Elon Musk Announces Elon Musk

by Ben Kaplan, Silicologne Valley Correspondent

Elon Musk, CEO of Tesla and SpaceX, founder of PayPal, and originator of the Hyperloop Concept, has announced his latest breakthrough: an Elon Musk cologne line.

“With the (very) rich scent of Elon Musk pervading one’s body, men—and women—can maximize working duration and efficiency by inundating the senses to dull their mind against non-working distractions” declared the billionaire inventor.

Elon attributes the power of his Musk to its scientifically engineered design and manufacturing process. Ingredients include lithium due to its mood improving neuroprotective properties (so one feels better about working a 16 hours overtime).
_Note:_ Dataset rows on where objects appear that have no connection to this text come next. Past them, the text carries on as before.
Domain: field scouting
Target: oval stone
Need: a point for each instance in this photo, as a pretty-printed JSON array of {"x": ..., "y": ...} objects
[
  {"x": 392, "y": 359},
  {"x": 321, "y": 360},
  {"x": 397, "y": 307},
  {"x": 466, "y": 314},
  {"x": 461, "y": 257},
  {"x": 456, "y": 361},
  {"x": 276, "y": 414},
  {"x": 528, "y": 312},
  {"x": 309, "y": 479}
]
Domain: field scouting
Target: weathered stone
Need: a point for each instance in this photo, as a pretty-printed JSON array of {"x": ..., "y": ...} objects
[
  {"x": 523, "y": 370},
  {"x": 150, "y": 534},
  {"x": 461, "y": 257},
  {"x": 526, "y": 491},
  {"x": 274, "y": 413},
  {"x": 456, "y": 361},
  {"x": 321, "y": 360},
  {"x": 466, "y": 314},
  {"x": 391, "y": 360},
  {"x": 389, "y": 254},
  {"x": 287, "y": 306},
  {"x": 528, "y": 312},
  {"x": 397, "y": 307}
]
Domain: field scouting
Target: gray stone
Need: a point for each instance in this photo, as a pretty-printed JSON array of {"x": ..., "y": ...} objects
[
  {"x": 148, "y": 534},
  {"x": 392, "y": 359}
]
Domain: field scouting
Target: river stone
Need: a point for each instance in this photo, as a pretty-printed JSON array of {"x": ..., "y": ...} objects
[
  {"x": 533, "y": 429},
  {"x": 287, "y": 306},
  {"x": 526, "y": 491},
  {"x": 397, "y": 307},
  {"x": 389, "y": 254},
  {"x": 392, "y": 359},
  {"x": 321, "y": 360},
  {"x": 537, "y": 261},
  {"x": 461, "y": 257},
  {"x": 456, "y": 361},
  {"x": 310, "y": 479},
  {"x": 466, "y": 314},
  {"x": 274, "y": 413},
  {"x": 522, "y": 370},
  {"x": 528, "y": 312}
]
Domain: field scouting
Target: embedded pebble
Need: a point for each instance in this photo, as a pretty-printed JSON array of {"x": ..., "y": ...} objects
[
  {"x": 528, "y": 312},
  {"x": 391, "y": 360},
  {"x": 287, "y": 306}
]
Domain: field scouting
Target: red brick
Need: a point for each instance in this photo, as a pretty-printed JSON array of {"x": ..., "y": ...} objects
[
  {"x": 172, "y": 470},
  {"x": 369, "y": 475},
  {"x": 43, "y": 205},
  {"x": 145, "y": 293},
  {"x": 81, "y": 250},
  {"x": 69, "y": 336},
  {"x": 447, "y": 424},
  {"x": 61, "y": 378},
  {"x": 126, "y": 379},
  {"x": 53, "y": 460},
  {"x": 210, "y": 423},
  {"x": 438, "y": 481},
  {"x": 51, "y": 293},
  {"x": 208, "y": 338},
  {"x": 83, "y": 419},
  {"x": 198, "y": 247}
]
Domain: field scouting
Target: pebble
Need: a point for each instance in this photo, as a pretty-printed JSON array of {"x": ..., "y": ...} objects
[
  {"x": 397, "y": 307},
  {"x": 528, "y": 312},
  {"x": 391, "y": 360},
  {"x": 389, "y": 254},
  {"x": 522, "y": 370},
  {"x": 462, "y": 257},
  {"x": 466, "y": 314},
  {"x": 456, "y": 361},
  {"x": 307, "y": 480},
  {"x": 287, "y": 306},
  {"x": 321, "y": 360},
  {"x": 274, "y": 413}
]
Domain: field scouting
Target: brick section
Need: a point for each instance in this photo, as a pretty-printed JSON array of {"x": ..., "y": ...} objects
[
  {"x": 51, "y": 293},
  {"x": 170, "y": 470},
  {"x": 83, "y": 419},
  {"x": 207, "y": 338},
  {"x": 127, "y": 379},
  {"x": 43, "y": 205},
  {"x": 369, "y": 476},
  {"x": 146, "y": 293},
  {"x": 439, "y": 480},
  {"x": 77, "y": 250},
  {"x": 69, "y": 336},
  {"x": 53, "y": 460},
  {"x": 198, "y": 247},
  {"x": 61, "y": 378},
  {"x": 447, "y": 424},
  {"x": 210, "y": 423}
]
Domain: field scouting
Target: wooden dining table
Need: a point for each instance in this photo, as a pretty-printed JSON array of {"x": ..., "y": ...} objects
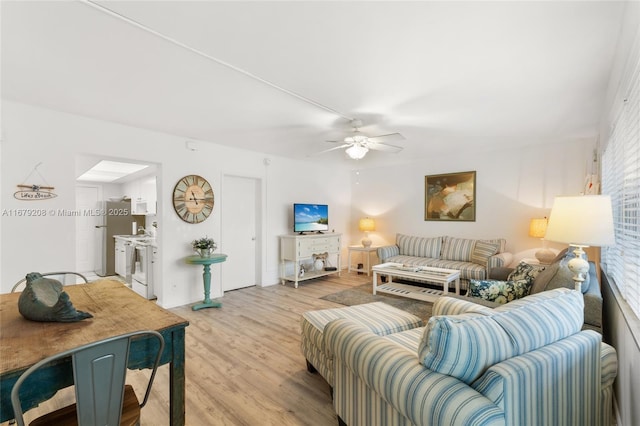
[{"x": 116, "y": 310}]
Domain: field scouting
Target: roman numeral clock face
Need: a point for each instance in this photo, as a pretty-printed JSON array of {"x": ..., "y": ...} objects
[{"x": 193, "y": 199}]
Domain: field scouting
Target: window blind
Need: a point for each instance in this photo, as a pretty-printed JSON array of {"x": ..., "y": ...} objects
[{"x": 621, "y": 180}]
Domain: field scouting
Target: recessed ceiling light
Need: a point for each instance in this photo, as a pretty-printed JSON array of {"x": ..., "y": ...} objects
[{"x": 108, "y": 171}]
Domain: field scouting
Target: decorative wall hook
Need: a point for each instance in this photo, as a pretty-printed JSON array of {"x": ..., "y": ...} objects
[{"x": 34, "y": 192}]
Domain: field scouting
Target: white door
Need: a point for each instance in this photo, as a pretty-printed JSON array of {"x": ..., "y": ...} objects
[
  {"x": 86, "y": 201},
  {"x": 239, "y": 224}
]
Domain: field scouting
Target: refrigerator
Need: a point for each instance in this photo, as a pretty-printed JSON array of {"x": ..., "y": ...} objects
[{"x": 116, "y": 220}]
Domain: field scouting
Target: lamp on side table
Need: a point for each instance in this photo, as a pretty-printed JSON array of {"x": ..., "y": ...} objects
[
  {"x": 538, "y": 229},
  {"x": 581, "y": 221}
]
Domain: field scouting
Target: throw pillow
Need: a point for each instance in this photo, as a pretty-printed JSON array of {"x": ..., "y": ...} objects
[
  {"x": 410, "y": 245},
  {"x": 525, "y": 271},
  {"x": 499, "y": 291},
  {"x": 483, "y": 250},
  {"x": 459, "y": 249}
]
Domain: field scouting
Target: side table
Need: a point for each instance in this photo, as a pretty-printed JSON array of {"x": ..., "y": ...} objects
[
  {"x": 206, "y": 262},
  {"x": 366, "y": 252}
]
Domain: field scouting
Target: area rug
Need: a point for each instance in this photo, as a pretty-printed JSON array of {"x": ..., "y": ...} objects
[{"x": 364, "y": 294}]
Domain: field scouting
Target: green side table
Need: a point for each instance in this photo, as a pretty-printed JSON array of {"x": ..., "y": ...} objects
[{"x": 206, "y": 262}]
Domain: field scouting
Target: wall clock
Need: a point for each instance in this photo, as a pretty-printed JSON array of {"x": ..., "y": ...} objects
[{"x": 193, "y": 199}]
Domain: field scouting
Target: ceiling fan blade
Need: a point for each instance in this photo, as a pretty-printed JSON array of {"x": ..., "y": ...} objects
[
  {"x": 391, "y": 137},
  {"x": 384, "y": 147},
  {"x": 331, "y": 149}
]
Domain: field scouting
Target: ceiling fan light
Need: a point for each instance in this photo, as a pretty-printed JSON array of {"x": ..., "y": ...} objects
[{"x": 357, "y": 152}]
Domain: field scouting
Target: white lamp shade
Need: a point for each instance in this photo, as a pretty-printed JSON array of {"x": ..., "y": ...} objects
[
  {"x": 367, "y": 224},
  {"x": 584, "y": 220}
]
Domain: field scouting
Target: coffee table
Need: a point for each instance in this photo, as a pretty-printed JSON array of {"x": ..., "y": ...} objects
[{"x": 426, "y": 274}]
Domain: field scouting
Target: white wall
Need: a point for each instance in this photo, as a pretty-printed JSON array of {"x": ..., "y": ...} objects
[
  {"x": 32, "y": 135},
  {"x": 512, "y": 186}
]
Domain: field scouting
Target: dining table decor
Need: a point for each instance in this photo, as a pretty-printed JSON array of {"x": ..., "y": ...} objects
[{"x": 44, "y": 299}]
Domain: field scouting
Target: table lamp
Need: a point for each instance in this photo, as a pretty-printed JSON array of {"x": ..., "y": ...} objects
[
  {"x": 366, "y": 224},
  {"x": 581, "y": 221},
  {"x": 538, "y": 229}
]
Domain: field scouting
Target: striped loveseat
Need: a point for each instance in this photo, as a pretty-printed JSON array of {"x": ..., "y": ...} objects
[
  {"x": 524, "y": 363},
  {"x": 473, "y": 258}
]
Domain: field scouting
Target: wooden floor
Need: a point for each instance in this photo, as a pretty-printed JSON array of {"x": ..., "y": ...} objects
[{"x": 243, "y": 361}]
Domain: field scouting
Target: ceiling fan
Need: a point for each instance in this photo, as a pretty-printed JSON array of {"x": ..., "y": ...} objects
[{"x": 357, "y": 145}]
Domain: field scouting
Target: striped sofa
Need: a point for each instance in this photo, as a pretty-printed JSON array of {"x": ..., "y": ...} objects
[
  {"x": 473, "y": 258},
  {"x": 524, "y": 363},
  {"x": 377, "y": 317}
]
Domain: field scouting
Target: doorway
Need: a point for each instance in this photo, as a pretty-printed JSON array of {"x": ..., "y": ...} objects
[
  {"x": 86, "y": 200},
  {"x": 240, "y": 232}
]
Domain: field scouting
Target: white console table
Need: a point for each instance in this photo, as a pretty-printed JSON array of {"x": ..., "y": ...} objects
[{"x": 297, "y": 249}]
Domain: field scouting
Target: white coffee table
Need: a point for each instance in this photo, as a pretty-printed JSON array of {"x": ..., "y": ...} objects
[{"x": 424, "y": 274}]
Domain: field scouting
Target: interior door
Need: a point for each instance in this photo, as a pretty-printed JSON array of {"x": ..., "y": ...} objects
[
  {"x": 86, "y": 245},
  {"x": 239, "y": 232}
]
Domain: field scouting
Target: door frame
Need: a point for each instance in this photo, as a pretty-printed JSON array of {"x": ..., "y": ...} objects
[{"x": 260, "y": 215}]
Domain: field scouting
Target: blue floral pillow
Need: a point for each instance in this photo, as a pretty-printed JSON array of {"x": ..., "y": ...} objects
[{"x": 499, "y": 291}]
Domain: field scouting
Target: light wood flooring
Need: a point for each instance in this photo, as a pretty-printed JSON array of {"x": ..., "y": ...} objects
[{"x": 243, "y": 361}]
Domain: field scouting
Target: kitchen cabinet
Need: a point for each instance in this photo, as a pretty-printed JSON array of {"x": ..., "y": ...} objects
[{"x": 143, "y": 195}]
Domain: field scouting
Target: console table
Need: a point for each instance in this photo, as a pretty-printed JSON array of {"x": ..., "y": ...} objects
[
  {"x": 295, "y": 249},
  {"x": 206, "y": 262}
]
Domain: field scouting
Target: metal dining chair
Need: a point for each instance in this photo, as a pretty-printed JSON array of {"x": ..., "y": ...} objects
[
  {"x": 48, "y": 274},
  {"x": 99, "y": 372}
]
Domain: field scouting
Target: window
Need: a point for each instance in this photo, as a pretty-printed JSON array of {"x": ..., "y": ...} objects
[{"x": 621, "y": 180}]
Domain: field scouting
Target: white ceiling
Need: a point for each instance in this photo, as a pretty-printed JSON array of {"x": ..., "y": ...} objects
[{"x": 449, "y": 76}]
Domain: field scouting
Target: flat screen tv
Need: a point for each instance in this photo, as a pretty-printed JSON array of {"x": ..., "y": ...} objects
[{"x": 310, "y": 218}]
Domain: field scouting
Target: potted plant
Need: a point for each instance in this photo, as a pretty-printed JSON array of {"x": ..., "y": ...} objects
[{"x": 204, "y": 246}]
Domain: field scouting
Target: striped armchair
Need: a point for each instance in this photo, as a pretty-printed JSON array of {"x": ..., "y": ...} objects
[
  {"x": 473, "y": 258},
  {"x": 526, "y": 363}
]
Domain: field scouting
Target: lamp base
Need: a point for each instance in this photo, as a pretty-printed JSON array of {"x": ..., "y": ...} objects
[
  {"x": 579, "y": 266},
  {"x": 545, "y": 256}
]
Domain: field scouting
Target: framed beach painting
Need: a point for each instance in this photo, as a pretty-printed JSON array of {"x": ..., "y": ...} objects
[{"x": 450, "y": 197}]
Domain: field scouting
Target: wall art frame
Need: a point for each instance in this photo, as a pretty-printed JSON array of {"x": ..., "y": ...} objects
[{"x": 450, "y": 197}]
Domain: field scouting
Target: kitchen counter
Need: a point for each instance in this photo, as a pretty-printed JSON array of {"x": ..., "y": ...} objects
[{"x": 138, "y": 239}]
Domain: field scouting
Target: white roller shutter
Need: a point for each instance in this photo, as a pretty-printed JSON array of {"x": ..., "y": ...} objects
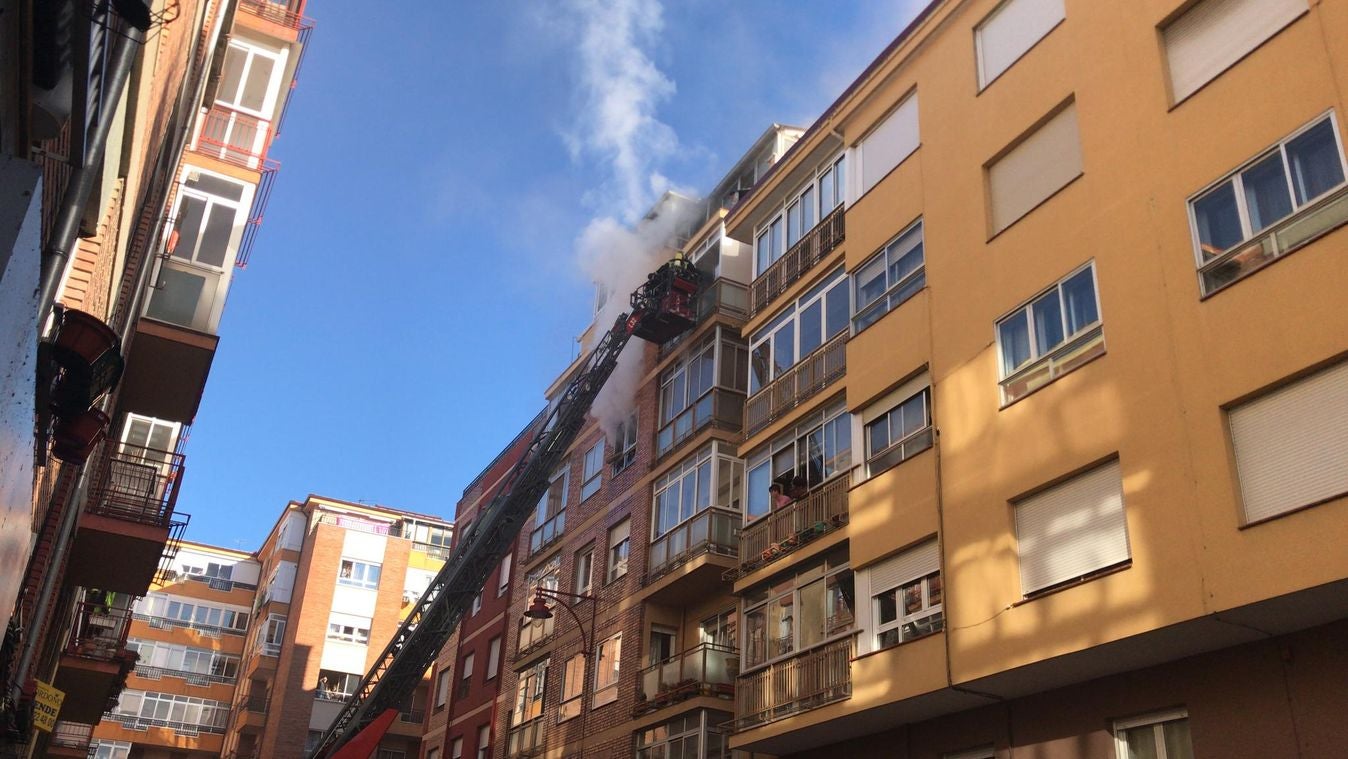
[
  {"x": 1072, "y": 530},
  {"x": 1215, "y": 34},
  {"x": 906, "y": 566},
  {"x": 893, "y": 140},
  {"x": 1034, "y": 169},
  {"x": 1010, "y": 31},
  {"x": 1292, "y": 445}
]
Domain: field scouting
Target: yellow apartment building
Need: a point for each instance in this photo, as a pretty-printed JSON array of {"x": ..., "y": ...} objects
[{"x": 1046, "y": 349}]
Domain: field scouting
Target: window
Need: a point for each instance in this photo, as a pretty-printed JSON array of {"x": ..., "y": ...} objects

Pheromones distilled from the towels handed out to the hardest working engineers at Tesla and SpaceX. Small quantities of rocket fuel (‘cause rockets are awesome)! And California cedar extract, because Elon thinks it smells nice during those rare moments he ventures outside his office, the testing facilities, or his mansion (which probably has an automatic car elevator in its garage, minimizing exposure to the temptation of nice weather/spending time outside).

But what really gives Elon Musk an edge over the competition is its state of the art manufacturing process. Every vial of Elon Musk is mixed drop by drop with automatic robotic pipettes capable of drip-dropping 387 drops of Elon Musk ingredients per minute. Once drip-dropped, the vial is tested by an electronic nose capable of detecting molecules at parts per quadrillion. Finally, each vial is shaken up by a robotic arm encased in glass (for the protection of the factory workers) capable of 19 pumps per second—“which is 8.7 times the maximum amount of pumps by an arm on an adolescent boy arm who just discovered porn” quipped Mr. Musk.

Lastly, one cannot fail to mention the elegant packaging of each vial: A mono-colored bottle with a bulge at the bottom that tapers off until 2/3rds up its length, building out again to the same width as the original bulge before quickly tapering into a minimally protruding spray nozzle, decorated only with a white “EM” logo.